I am usually a Python / Database programmer, and I am considering using C for a problem.
I have a set of sequences, 8 characters long with 4 possible characters. My problem involves combining sets of these sequences and filtering which sets match a criteria. The combinations of 5 run into billions of rows and takes around an hour to run.
So I can represent each sequence as 2 bytes.
If I am working on a 64 bit architechture will I gain any advantage by keeping these data structures as 2 bytes when I generate the combinations, or will I be as well storing them as 8 bytes / double ? (64 bit = 8 x 8)
If I am on a 64 bit architecture, all registers will be 64 bit, so in terms of operations that shouldn´t be any faster (please correct me if I am wrong).
Will I gain anything from the smaller storage requirements – can I fit more combinations in memory, or will they all take up 64 bits anyway?
And finally, am I likley to gain anything coding in C. I have a first version, which stores the sequence as a small int in a MySQL database. It then self joins the tabe to itself a number of times in order to generate all the possible combinations. The performance is acceptable, depending on how many combinations are generated. I assume the database must involve some overhead.
4
You are likely to optimize for the wrong case. Remember the two golden rules of optimization:
- Premature optimization is the root of all evil.
- No optimizing without profiling.
As 48 = 65536 is significantly less than your ”billions of combinations”, I doubt you are going to run into performance issues regardless of the programming language you are using. Have you prototyped this in Python? Is it not fast enough? If you do want to optimize that, try to find an algorithm that doesn’t even create unwanted combinations.
The advantage of representing a single combination as an integer (for now, size is irrelevant), is that you can iterate through all combinations by simply incrementing that integer. This is going to be fast regardless of language. Note that floating point numbers are not useful here! In C, you could use an uint16_t
or larger in this scenario. You need a separate termination condition regardless of the type you are using.

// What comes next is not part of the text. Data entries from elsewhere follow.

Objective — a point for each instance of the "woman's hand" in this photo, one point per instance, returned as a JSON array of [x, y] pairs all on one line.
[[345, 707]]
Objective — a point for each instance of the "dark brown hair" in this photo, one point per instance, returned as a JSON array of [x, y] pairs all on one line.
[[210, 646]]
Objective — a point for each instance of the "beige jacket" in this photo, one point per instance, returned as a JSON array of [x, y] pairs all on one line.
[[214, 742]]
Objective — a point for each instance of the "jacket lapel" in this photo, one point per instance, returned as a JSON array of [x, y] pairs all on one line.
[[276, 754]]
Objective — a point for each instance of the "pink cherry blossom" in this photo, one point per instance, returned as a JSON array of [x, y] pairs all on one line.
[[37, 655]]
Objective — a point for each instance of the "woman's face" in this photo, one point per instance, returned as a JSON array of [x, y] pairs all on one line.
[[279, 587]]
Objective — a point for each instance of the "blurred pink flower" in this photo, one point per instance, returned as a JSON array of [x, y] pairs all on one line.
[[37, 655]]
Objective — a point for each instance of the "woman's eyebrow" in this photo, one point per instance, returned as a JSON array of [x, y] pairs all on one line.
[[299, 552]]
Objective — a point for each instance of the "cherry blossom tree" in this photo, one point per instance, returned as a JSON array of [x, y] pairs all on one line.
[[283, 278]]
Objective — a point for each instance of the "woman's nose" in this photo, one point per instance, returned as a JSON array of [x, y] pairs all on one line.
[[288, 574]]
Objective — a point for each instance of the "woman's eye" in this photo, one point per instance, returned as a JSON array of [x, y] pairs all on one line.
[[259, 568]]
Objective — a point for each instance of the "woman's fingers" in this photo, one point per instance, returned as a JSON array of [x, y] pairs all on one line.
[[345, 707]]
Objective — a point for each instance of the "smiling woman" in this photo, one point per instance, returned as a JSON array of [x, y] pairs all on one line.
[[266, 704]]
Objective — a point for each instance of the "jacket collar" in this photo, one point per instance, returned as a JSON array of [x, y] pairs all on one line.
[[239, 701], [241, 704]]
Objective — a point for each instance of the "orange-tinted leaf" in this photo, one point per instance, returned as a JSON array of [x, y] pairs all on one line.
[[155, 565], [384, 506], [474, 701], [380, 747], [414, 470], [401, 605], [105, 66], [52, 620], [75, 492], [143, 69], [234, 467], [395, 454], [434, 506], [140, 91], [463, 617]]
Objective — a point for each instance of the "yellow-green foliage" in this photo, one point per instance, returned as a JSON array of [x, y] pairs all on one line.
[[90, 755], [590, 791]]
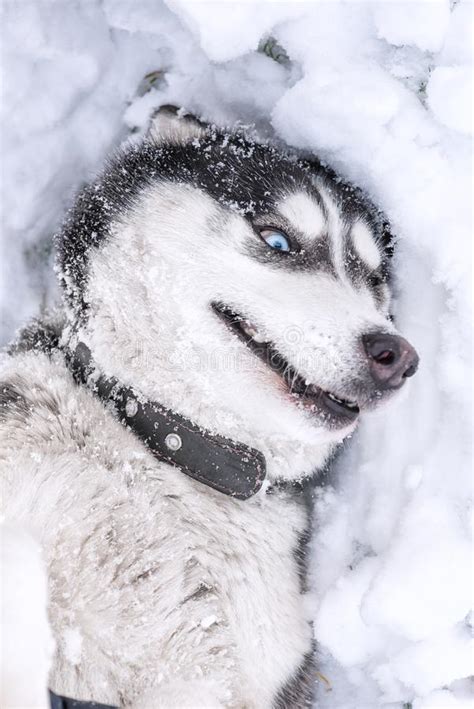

How many bits any type actually takes up in memory is subject to alignment. You should only worry about this after re-reading the two above optimization rules, because your compiler will know more about alignment than you.
3
If I am working on a 64 bit architechture will I gain any advantage by keeping these data structures as 2 bytes when I generate the combinations, or will I be as well storing them as 8 bytes / double ? (64 bit = 8 x 8)
Squeezing your data into 2 bytes instead of 8 will obviously reduce the amount of memory needed for large arrays of these sequences to ~1/4. This fact is mostly independent of your processor architecure, regardless of beeing 64, 32, 16 or just 8 bit.
If this will result in any measurable performance improvement, depends if the packed representation of the amount of data you are going to process “in a whole” will fit completely into faster memory (for example, main memory), while the unpacked representation does not (for example, you will need external hard disk space for it).
Honestly, since you did not provide any details about how your “filtering” does look like, it is unclear if you need to unpack the data first before you can process it further, which may use up additional computing time. Or the difference in your case may show up beeing so small that the packing is fully unnecessary. So, what you have to do here is: try and measure, measure, measure!
2
On a typical 64 bit processor, 64 bit operations are a tiny, tiny bit faster than smaller operations. However, if you have the same number of items with four or eight times more storage, you will pay a much bigger penalty if your data doesn’t fit into your cache anymore. So 50,000 8 bit items will be much faster than 50,000 64 bit items. On the other hand, 10 8 bit items will be slightly slower than ten 64 bit items.